DeJoy's consolidation initiative isn't sitting well with some officials, however. Michigan Representative Fred Upton met with several local leaders in his state on Nov. 7 to urge the USPS to suspend the implementation of this plan, CBS-affiliate WWMT reported. The Postal Service is set to consolidate the delivery operations of numerous post offices throughout Michigan into the Kalamazoo Processing and Distribution Center in February of next year, according to the agency's letter to postal unions.
Upton said this will require hundreds of carriers in Kalamazoo, Allegan, Van Buren, and other surrounding counties to travel to one location just to be able to deliver the mail—a problem many experts believe could impact the timeliness in which customers are receiving their deliveries.
"We go to every house every day … it may not be that way if this happens," Tony Viers, Michigan state president for National Association of Postal Supervisors told MLive, noting that the average time of mail delivery could go from within two to three days to four to six as a result.
Other areas are concerned as well. Current postal worker David Staiger and retired USPS employee Peter Blunt both spoke out about the potential issues with this consolidation plan at an October event in Andover, Massachusetts, the Andover Townsman reported. According to Staiger, consolidation will likely make it more difficult for postal workers to do their jobs as well as enhance staffing struggles the agency is already facing.
Blunt added that the Postal Service's current fleet of vehicles are not safe to drive longer distances on highways to get to these S&DCs. And while the agency is planning to introduce a new vehicle fleet better suited for highway travel in the spring of 2023, Blunt is skeptical this will actually happen. "The lives of the carriers are not to be toyed with," he said.
But the USPS says this change will be better for its delivery network.
Despite concerns for customers and postal workers, the Postal Service is standing behind plans to consolidate operations. A spokesperson for the agency told the Andover Townsman that these changes will actually make the agency's delivery network move efficient and effective, which will help it better serve the public in return.

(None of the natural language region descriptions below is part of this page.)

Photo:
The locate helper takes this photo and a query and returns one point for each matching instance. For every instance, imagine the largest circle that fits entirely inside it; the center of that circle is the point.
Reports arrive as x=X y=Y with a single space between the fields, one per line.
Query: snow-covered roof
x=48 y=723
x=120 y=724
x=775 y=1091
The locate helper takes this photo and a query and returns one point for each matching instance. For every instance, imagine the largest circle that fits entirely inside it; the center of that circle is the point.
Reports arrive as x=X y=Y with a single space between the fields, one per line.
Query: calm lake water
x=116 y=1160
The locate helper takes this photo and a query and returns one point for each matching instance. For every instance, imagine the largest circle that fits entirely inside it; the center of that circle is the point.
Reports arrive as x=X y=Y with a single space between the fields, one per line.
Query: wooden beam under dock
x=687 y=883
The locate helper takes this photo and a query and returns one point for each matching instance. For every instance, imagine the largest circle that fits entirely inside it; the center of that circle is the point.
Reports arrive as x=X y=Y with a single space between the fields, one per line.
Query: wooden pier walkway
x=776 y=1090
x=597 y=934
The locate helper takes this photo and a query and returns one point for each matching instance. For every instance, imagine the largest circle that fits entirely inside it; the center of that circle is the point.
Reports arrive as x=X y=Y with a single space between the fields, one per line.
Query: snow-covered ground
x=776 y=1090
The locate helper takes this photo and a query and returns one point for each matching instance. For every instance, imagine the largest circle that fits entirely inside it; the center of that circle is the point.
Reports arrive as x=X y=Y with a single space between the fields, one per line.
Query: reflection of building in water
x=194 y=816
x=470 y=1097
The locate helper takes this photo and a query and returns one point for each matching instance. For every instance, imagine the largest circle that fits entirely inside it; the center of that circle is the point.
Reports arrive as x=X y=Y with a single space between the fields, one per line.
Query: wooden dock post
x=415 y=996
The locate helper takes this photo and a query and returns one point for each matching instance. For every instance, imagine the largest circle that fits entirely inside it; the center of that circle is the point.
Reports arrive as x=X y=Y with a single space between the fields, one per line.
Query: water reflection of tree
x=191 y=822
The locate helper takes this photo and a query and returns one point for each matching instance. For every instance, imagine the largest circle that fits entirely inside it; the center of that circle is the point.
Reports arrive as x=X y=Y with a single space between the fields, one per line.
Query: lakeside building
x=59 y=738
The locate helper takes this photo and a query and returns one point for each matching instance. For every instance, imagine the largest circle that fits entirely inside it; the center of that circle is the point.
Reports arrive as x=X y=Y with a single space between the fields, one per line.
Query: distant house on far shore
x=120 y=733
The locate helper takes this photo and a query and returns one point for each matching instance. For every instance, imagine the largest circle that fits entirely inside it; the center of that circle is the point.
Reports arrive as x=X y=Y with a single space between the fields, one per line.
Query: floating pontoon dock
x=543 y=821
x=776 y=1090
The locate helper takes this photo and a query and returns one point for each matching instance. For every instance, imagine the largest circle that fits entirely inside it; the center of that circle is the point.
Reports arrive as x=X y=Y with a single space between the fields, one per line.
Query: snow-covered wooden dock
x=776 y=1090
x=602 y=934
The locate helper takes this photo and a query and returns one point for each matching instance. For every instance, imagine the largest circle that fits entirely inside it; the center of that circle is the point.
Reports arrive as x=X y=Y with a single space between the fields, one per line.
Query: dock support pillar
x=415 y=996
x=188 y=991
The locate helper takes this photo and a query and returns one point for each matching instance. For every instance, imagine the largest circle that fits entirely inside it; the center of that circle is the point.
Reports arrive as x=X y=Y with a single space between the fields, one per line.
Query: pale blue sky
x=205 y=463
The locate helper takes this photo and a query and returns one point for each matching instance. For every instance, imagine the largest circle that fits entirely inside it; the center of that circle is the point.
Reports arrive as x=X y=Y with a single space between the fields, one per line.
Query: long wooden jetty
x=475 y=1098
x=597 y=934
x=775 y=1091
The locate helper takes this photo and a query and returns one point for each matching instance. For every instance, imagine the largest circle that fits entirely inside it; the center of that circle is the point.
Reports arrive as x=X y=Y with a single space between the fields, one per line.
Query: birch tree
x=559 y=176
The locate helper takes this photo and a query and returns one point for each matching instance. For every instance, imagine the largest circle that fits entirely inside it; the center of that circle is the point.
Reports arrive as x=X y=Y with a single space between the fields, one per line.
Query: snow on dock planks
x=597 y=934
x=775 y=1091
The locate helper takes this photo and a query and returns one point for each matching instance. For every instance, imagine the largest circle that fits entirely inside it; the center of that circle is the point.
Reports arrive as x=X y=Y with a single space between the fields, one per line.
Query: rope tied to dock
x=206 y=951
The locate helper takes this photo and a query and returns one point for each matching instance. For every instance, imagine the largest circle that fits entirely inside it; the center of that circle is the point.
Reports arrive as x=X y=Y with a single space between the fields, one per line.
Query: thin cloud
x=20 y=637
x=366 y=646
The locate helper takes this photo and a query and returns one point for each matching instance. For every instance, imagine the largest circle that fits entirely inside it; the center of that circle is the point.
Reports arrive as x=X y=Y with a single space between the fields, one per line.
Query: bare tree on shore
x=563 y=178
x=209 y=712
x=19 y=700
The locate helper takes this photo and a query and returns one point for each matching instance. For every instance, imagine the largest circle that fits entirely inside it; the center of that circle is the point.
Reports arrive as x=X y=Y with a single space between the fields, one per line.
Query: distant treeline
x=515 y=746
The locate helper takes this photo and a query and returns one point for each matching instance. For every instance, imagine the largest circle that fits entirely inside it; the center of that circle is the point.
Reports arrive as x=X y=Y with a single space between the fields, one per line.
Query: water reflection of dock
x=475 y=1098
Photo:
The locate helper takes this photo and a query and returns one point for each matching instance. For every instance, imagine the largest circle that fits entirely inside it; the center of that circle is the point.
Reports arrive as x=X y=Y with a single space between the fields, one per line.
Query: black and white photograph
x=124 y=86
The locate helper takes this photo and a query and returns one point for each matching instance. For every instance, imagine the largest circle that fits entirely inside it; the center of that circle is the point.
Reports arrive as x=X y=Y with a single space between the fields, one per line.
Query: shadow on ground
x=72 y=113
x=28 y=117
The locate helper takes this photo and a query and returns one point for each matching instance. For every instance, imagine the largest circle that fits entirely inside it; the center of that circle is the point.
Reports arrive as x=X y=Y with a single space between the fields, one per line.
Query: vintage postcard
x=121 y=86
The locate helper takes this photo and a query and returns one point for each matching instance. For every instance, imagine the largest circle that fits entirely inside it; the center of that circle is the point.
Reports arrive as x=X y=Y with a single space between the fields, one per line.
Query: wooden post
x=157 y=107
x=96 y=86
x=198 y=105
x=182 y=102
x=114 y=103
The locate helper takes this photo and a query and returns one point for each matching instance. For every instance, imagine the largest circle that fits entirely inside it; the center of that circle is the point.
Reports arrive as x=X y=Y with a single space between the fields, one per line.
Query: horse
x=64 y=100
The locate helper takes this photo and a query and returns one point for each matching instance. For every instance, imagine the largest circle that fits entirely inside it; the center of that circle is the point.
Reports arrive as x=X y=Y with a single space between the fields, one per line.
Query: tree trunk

"This model will greatly improve our transportation utilization by reducing time and the cost of transportation to facilities, and in cases of co-location, eliminating the need for transportation entirely," USPS communications specialist Amy Gibbs told the Massachusetts newspaper.
Gibbs added, "This initiative will enable us to utilize more battery electric vehicles, since more routes would beat the optimal length to make such vehicles operationally feasible, and since the vehicles would be originating from facilities with enhanced electricity infrastructure to support the necessary charging stations."
DeJoy recently implored workers to consider the potential efficiency of his consolidation plans for the entire USPS. "I do ask you to put the changes that might impact you in perspective since I can assure you that the changes we are proposing are vitally necessary, and will significantly improve the long term prospects for the Postal Service as a great American institution," he said in an October video message to all employees. "For some of you, this might mean you have to travel a little further to get to work. But when you get there, you will have nicer facilities and better equipment, and you will be personally contributing to the transformation of the United States Postal Service."